Trasferire il proprio pensiero agli altri è un’arte.
Per questo, la parola del giorno è sintesi.

Il concetto di brevità e "parole chiave" è insito nel lavoro di copy.
Fondamentale nel web writing e in tutti i testi di moderna ispirazione.
Pensate a Twitter: il social network che condensa ogni pensiero in 140 caratteri (e che io sto imparando ad amare con tutta me stessa!).
Di sintesi, mi trovo spesso a parlare anche durante le docenze, che svolgo per corsi di comunicazione aziendale e business writing.

Scrivere in modo chiaro significa pensare in modo chiaro.
Scrivere in modo efficace significa arrivare all'obiettivo.
Subito.

Il messaggio infatti è più incisivo se detto in poche parole, eliminando il superfluo e tutto quello che può rendere nebulosa la percezione.
Come dire: i migliori contenuti, trasmessi in poco tempo, producono in proporzione i migliori effetti!
La regola è chiara.
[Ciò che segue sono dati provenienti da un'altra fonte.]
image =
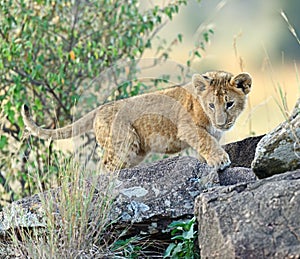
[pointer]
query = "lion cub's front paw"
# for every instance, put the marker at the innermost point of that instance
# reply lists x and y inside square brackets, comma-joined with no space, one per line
[219,160]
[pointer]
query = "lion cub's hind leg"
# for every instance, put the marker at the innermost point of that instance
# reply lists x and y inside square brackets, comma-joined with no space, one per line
[122,148]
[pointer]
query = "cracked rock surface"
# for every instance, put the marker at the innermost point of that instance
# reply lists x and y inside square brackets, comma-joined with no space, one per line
[279,150]
[251,220]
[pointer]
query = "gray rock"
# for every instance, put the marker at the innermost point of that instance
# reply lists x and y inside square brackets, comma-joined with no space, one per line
[251,220]
[147,198]
[242,152]
[279,151]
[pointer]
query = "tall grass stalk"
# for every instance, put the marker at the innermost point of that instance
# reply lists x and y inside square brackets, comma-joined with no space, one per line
[77,216]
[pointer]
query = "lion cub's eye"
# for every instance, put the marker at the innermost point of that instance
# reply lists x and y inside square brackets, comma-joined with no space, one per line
[229,105]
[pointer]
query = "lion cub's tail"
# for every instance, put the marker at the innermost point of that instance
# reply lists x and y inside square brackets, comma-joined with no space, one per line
[77,128]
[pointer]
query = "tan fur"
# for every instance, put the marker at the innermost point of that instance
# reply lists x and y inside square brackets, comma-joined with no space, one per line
[166,121]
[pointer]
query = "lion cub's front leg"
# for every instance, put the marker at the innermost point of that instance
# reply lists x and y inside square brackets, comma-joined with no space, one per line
[208,148]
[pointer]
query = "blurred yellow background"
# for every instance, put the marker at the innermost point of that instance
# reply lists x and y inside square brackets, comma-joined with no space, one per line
[269,52]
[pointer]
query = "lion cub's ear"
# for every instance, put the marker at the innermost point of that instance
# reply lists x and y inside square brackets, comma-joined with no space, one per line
[242,81]
[200,82]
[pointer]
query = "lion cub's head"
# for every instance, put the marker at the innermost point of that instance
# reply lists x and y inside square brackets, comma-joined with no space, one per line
[222,96]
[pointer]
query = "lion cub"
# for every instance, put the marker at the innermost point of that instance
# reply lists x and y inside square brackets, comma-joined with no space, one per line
[166,121]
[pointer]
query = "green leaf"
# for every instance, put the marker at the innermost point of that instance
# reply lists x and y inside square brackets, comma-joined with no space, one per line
[3,141]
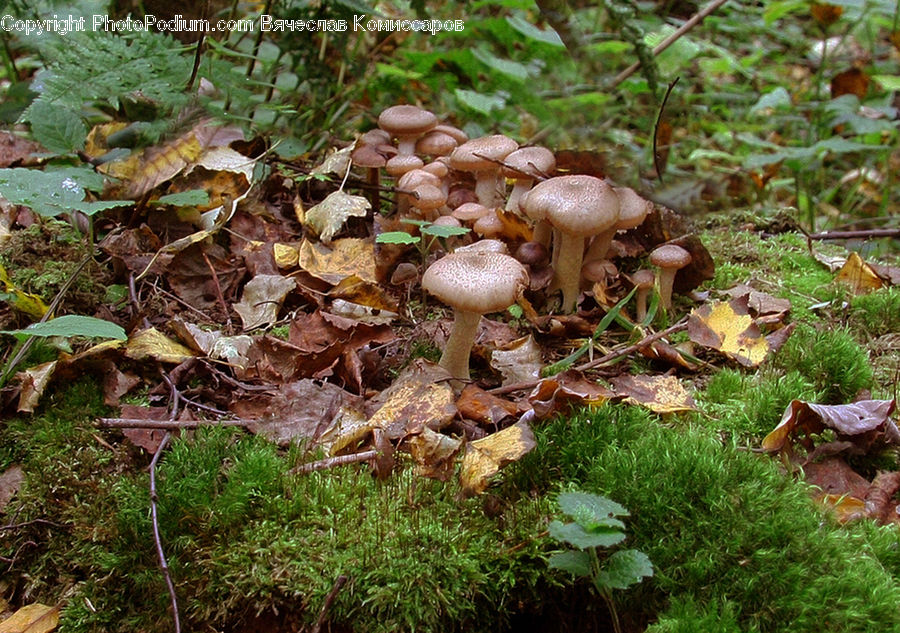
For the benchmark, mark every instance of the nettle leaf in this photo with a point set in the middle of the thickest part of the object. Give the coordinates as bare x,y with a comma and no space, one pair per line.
590,510
577,536
397,237
576,563
72,325
623,569
57,127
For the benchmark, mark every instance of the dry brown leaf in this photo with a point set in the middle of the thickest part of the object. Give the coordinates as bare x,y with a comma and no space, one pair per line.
261,300
345,257
662,394
858,275
151,343
485,457
32,618
327,217
861,422
434,453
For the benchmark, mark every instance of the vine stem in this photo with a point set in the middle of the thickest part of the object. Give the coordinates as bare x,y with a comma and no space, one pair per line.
666,43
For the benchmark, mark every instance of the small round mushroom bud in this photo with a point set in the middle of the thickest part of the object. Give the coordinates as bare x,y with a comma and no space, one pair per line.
524,166
670,258
472,283
488,225
406,123
436,144
643,280
533,254
450,130
578,207
481,157
399,164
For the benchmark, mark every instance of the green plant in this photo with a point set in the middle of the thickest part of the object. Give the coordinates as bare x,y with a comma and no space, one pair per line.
596,525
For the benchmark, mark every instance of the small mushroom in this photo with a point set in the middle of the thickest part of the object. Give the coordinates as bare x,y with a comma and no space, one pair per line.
670,258
481,157
524,166
473,284
643,280
406,123
578,207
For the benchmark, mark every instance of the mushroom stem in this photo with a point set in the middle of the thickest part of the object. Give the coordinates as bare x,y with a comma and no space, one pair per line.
568,268
666,279
455,358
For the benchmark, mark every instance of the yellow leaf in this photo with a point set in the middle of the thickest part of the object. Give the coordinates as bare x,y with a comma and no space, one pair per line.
485,457
151,343
858,275
33,618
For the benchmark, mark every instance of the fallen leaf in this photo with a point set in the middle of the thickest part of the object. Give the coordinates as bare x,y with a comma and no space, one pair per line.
153,344
434,453
858,275
327,217
662,394
10,481
862,422
485,457
519,361
261,300
32,618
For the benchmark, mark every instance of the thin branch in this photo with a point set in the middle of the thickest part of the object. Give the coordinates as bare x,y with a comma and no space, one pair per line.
331,462
666,43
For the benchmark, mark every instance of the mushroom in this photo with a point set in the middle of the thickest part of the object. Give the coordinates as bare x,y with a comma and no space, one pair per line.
406,123
524,166
481,157
670,258
643,280
472,283
578,207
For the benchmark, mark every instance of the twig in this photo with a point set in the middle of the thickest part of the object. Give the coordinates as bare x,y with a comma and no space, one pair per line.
613,355
169,425
852,235
331,462
154,498
339,582
666,43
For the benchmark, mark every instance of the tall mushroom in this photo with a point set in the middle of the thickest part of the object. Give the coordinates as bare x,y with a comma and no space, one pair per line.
670,258
472,283
482,156
578,207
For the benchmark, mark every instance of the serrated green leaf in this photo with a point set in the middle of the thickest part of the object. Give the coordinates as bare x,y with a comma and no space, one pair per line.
397,237
72,325
577,536
623,569
190,198
576,563
57,128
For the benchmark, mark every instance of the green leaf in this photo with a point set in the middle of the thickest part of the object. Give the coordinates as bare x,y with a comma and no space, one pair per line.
397,237
72,325
623,569
190,198
57,128
591,510
576,563
577,536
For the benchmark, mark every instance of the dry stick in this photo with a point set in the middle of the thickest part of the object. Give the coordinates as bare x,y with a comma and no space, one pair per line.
331,462
615,354
666,43
339,582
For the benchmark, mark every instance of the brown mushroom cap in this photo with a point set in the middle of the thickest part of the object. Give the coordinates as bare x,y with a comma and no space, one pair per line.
670,256
478,282
404,120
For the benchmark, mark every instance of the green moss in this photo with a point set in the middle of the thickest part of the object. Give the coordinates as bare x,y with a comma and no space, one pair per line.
722,527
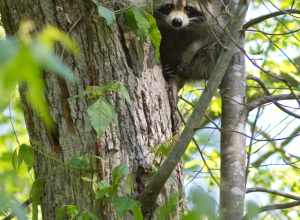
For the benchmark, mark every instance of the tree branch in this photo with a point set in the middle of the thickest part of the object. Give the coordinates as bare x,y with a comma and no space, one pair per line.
269,99
275,192
279,206
274,101
268,16
156,183
24,205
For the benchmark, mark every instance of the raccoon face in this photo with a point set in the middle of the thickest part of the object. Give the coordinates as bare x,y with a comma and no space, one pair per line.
180,17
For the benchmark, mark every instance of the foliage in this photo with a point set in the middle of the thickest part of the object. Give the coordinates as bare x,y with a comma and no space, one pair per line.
34,53
31,55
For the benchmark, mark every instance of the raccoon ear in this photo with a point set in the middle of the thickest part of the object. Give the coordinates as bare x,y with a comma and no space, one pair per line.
181,4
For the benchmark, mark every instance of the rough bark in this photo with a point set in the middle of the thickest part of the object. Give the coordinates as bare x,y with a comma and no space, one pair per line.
233,146
105,55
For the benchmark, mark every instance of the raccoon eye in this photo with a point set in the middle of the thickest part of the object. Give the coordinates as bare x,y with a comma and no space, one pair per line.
192,12
166,9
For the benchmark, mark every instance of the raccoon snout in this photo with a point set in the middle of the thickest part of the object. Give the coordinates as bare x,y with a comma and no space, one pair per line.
177,22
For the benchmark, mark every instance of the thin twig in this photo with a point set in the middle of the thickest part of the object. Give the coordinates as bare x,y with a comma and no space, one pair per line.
268,16
275,192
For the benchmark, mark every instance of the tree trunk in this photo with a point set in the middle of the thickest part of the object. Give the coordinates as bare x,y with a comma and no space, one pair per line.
233,145
105,55
234,116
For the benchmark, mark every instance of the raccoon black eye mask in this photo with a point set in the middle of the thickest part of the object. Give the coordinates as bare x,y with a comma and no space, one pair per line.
186,39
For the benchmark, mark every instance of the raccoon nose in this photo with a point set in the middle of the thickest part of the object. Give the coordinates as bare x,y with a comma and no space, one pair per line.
177,22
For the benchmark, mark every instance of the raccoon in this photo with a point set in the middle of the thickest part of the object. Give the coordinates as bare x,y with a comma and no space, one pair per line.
188,40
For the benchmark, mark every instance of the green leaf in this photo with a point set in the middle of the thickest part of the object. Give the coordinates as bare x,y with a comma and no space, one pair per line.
108,15
137,22
87,216
79,162
119,173
7,203
71,210
101,115
125,204
103,190
9,48
67,212
155,35
252,209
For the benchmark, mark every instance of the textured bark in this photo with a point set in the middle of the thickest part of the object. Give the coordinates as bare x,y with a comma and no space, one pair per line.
234,115
105,55
233,146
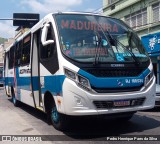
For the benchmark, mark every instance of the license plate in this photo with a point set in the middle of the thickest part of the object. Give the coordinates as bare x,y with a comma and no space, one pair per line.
121,103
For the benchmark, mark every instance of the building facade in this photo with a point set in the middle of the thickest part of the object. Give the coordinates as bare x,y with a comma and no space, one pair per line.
144,17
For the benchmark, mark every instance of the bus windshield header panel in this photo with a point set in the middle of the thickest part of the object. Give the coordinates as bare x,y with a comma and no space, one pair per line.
92,38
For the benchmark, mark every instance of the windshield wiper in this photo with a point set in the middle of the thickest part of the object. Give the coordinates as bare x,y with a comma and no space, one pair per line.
97,50
115,40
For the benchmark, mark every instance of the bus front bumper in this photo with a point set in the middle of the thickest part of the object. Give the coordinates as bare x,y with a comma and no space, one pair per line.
77,101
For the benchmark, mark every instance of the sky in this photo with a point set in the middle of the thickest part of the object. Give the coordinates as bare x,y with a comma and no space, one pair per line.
43,7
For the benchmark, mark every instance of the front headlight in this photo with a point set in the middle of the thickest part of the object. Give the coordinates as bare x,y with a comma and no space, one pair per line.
149,77
80,80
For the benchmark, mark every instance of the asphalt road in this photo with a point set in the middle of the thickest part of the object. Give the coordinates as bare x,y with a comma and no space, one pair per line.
25,120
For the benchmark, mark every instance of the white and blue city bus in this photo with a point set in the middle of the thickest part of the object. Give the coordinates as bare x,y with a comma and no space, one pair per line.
80,64
1,74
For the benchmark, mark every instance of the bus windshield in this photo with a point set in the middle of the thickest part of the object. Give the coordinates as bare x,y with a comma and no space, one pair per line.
92,38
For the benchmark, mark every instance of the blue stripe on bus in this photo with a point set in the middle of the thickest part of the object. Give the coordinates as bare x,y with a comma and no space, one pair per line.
115,82
51,83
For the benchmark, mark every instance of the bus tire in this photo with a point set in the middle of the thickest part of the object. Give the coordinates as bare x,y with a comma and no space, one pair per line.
58,120
14,100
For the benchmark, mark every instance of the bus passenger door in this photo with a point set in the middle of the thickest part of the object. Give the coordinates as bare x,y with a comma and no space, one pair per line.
35,71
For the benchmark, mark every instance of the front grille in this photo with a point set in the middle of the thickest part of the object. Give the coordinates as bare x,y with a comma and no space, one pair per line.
115,90
114,73
110,104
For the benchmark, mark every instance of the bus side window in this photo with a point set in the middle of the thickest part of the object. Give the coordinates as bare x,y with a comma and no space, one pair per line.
47,51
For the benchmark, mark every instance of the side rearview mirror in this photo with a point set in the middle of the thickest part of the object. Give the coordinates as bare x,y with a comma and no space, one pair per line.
44,40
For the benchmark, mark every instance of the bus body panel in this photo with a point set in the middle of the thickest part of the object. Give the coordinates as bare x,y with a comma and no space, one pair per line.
31,83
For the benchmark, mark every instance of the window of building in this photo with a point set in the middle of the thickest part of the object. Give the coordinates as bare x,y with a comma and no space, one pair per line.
137,19
156,12
25,58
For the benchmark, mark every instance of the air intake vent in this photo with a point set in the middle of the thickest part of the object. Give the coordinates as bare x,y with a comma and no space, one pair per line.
114,73
110,104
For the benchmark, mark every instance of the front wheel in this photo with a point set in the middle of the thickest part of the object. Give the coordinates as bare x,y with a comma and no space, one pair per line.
58,120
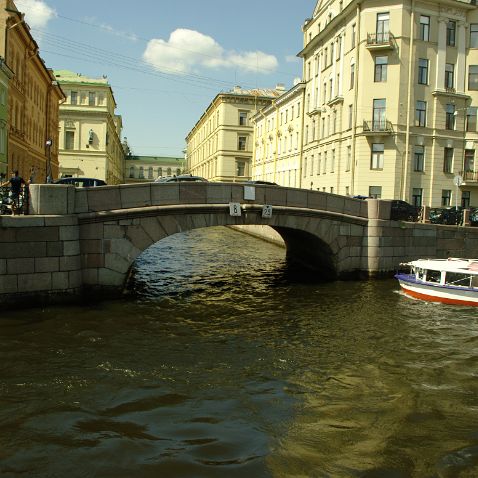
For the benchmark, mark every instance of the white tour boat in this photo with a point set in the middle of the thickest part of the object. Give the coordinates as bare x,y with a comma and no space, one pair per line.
451,281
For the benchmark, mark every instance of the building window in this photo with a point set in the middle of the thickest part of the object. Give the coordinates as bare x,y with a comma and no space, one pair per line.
421,113
448,160
474,35
382,27
449,75
423,71
375,192
417,195
450,116
240,168
473,77
379,114
243,118
377,156
424,28
381,63
241,143
69,140
471,118
419,158
445,197
450,33
469,160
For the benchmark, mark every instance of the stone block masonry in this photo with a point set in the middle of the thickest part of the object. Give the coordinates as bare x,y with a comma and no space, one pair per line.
85,240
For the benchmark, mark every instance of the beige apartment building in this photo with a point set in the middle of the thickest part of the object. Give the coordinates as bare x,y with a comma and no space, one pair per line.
90,131
31,142
389,104
278,147
220,145
140,169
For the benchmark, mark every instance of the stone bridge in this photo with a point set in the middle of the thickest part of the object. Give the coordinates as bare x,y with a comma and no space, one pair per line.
86,239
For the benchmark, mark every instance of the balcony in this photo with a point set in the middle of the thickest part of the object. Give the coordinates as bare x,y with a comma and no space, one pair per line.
380,127
469,176
380,41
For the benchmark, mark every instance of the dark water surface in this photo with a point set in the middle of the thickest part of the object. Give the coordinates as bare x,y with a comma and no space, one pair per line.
225,366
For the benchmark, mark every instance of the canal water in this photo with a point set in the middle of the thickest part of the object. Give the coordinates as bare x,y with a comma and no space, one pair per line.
223,363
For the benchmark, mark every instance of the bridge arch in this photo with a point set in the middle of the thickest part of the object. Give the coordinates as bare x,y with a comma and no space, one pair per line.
329,244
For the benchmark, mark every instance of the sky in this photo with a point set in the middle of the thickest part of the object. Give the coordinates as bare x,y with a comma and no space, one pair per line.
166,60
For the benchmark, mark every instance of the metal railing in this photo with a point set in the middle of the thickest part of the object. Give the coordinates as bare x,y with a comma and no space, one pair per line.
381,126
11,203
380,39
469,175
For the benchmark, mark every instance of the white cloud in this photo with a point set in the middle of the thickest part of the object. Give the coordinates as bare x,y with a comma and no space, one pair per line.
186,50
37,13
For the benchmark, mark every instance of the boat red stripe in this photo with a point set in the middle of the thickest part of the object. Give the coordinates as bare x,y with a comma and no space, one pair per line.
433,298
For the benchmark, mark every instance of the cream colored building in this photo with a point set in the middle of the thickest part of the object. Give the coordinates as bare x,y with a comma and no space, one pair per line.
31,142
278,147
220,145
140,169
390,101
90,131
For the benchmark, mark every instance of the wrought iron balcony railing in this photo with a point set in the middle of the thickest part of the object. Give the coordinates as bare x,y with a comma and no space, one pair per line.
380,40
470,176
377,126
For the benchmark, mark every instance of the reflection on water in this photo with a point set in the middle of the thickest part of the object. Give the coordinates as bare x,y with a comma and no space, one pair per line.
222,365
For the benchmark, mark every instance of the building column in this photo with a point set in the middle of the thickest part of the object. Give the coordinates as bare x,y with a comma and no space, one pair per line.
441,54
460,62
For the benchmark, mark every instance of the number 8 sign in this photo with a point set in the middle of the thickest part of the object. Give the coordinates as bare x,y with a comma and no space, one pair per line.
234,209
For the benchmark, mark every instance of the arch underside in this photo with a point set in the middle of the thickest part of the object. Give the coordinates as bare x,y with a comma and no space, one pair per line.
329,247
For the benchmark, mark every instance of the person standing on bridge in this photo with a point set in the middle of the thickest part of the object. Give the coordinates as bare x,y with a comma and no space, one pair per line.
16,182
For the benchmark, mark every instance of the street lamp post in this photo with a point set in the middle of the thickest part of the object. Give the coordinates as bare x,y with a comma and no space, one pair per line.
48,174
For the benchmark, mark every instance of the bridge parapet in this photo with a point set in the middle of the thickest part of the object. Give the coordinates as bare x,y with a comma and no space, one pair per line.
66,199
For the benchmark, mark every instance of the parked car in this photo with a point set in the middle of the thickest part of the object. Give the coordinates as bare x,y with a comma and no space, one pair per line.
446,215
260,182
81,182
474,216
187,178
403,211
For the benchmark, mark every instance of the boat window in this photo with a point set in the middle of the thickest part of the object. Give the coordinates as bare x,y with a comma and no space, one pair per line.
433,276
453,278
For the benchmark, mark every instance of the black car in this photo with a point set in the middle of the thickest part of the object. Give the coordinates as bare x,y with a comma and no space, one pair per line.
260,182
403,211
81,182
182,178
446,215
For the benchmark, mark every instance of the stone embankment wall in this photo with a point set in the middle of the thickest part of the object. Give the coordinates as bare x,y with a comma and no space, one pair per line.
77,239
39,259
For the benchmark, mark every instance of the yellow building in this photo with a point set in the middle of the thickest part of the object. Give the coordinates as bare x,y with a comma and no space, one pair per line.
277,154
33,100
220,145
90,131
389,106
Vediamo la "formula":
Sintesi = scomporre + eliminare + riorganizzare.
Con acume. Aggiungo io.

Qualche giorno fa, Franca Sozzani (Editor-in-Chief di Vogue Italia) ha rilanciato proprio su Twitter un bellissimo elogio della brevità: "concise, please be concise!".
"Bastano pochi punti precisi per rafforzare un pensiero" scrive la Sozzani "[...] Concentrarsi è più difficile di quello che sembra e solo la concentrazione può renderci concisi. Disperdersi nei meandri di elucubrazioni complicate può colpire solo chi non ti ascolta. Chi segue un discorso lo vuole forte, chiaro e conciso".
Vi consiglio di leggerlo.

domenica 4 dicembre 2011

Territori.coop: due premi ai prodotti di "origine raccontata"


Vi parlavo di FoodMarketing?
Beh, questo tema ha vinto. Nel vero senso della parola.

Oggi vi racconto come Territori.coop, sviluppato da Hicadv, ha vinto il premio Ethic Award 2011 di GDO WEEK (Gruppo Sole 24Ore) e il Premio Innovazione Amica dell'Ambiente 2011 di Legambiente.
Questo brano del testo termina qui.